Two Former Soldiers Who Volunteered To Help Fight ISIS Could Be Charged With Murder


Two former British Army soldiers fighting against ISIS in Syria are operating in a legal no-man’s land and could be charged with murder, a former government legal officer has warned.

Former Solicitor General Sir Edward Garnier QC explained to BBC Radio 4 that Jamie Read, 24, and James Hughes, 26, who are currently helping the Kurdish peshmerga defend the city of Kobane from ISIS, could face police interviews if they return to the United Kingdom.

“We are in a terrible grey area, not least because we don’t know enough about what they are doing.

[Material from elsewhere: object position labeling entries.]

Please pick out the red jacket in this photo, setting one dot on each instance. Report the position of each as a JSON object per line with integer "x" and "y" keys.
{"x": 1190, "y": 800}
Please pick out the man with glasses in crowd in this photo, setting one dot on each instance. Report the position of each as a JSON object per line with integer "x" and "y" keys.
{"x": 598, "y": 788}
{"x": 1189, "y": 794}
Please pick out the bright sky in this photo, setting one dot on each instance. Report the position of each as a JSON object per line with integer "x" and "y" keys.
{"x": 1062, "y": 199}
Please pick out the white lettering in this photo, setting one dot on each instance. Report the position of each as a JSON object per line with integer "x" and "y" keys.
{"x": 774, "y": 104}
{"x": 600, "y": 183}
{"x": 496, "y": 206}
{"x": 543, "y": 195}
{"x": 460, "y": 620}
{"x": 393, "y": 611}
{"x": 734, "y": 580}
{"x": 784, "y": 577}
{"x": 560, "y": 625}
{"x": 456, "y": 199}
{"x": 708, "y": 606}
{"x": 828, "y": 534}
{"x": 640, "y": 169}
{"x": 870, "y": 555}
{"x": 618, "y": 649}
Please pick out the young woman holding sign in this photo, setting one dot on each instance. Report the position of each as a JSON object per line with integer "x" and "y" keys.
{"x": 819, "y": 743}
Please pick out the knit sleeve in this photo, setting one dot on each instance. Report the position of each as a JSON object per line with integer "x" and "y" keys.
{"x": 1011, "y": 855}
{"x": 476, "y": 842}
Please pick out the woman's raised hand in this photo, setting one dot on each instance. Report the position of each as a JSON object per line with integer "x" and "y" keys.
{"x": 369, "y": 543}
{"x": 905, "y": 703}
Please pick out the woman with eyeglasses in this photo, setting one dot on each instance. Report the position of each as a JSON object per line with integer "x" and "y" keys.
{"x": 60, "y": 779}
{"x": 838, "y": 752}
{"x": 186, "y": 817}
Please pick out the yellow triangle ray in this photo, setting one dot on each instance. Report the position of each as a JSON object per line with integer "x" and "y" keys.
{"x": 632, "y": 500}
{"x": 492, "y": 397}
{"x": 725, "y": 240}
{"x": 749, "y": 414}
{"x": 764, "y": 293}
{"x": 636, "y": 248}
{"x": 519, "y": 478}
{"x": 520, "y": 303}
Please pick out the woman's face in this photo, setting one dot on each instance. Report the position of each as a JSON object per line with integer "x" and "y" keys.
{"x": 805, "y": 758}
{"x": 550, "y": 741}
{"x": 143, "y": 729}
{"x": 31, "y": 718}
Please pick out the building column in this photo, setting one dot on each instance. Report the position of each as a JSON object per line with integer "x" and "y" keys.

“The United Kingdom is trying to defeat ISIS. But freelancers are not acting on behalf of the United Kingdom. They may well be guilty of murder, or other sorts of crimes, or they might not be guilty of anything.

“It goes to the general story who go abroad to fight in other people’s wars place themselves not only in physical danger, but in that legal limbo land where they could, if they get on the wrong side of this almost invisible line, into trouble when they get home.”

The two former soldiers, who run a private security firm, have been criticized as mercenaries in some quarters. However, both Read and Hughes, who have done three tours of Afghanistan, stressed repeatedly that they are volunteers in a battle of “good against evil.”

The Telegraph reported that the pair, who were reportedly recruited by an American named Jordan Matson, are adamant that they travelled to Syria to fight ISIS, not for financial gain but because their conscience compelled them to do so.

“We could not do nothing while innocent men, women and children are tortured and murdered by Islamic State while the international community stands by and observes from the luxury of their boardrooms or their tanks on the hill.

“This is not a religious war nor is it a racial war, this is a war of good against evil – a magnificent simplicity.”